Scottish children with multiple neurodevelopmental conditions experience greater school absenteeism and exclusion, poorer exam attainment and increased unemployment, according to a study published October 13 in the open-access journal PLOS Medicine by Michael Fleming of the University of Glasgow, and colleagues.

Children with neurodevelopmental conditions such as attention deficit hyperactivity disorder (ADHD), autism spectrum disorder (ASD), depression and intellectual disability often experience difficulties at school. Multiple neurodevelopmental conditions commonly coexist, but this phenomenon, known as neurodevelopmental multimorbidity, has received relatively little attention in children compared to adults. To address this gap in knowledge, Fleming and his collaborators investigated the prevalence of neurodevelopmental multimorbidity in Scottish schoolchildren and their educational outcomes compared to their peers. The authors linked together five Scotland-wide health and education databases to identify neurodevelopmental multimorbidity in 766,244, four- to 19-year-old children attending school in Scotland between 2009 and 2013. Study limitations are that 96.2% of the participants were white, so the findings may not generalize to more ethnically diverse populations, and the use of prescriptions rather than formal clinical diagnoses to identify children with depression and ADHD.

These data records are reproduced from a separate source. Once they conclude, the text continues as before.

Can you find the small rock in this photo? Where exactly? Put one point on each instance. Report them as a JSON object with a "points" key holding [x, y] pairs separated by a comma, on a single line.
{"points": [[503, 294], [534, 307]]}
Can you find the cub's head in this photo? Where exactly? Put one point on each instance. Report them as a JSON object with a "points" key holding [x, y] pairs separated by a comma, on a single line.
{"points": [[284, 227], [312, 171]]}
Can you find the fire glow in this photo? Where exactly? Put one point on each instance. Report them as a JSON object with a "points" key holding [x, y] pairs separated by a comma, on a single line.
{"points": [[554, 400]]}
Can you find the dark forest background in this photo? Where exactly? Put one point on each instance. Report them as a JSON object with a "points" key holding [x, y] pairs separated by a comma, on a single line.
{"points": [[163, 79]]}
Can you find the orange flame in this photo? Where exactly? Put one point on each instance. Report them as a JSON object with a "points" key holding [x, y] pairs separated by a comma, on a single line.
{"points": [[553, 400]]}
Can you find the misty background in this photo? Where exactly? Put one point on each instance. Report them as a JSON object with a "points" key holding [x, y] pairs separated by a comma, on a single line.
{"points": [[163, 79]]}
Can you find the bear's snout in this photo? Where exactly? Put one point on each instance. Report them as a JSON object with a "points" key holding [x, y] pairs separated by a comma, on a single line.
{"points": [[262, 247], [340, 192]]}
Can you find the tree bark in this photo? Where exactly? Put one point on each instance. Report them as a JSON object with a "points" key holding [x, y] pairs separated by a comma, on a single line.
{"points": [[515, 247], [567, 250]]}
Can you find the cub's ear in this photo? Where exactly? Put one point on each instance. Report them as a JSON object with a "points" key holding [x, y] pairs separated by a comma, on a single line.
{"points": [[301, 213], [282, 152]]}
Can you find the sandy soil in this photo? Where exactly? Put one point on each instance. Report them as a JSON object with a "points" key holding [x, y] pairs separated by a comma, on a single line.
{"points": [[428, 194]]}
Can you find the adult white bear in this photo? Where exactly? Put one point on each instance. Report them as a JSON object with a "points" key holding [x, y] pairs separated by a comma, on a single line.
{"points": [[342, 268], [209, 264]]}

Multimorbidity was defined as presence of 2 or more of the following conditions in a child: depression, attention deficit hyperactivity disorder (ADHD), autism, intellectual disabilities. Compared to children with no conditions, children with one or more of these conditions experienced increased school absenteeism and exclusion, poorer exam attainment, and increased unemployment. Coexisting depression was the strongest driver of absenteeism, and coexisting ADHD was the strongest driver of exclusion. Girls were less likely to have multimorbidity, but if they did, they experienced greater adverse impact on educational outcomes than did boys. Additional analysis showed that the increased risk of poor exam results was in part explained by higher rates of absence and exclusion from school, and that poorer exam results, in turn, explained the increased risk of unemployment. This finding suggests that interventions should focus on reducing school absence and exclusion, or their respective impact, on affected children to minimize long-term adverse outcomes. According to the authors, the standard practice of structuring healthcare systems and training around single conditions may disadvantage children with neurodevelopmental multimorbidity by failing to recognize their increased risk of poor educational outcomes and address all of their needs.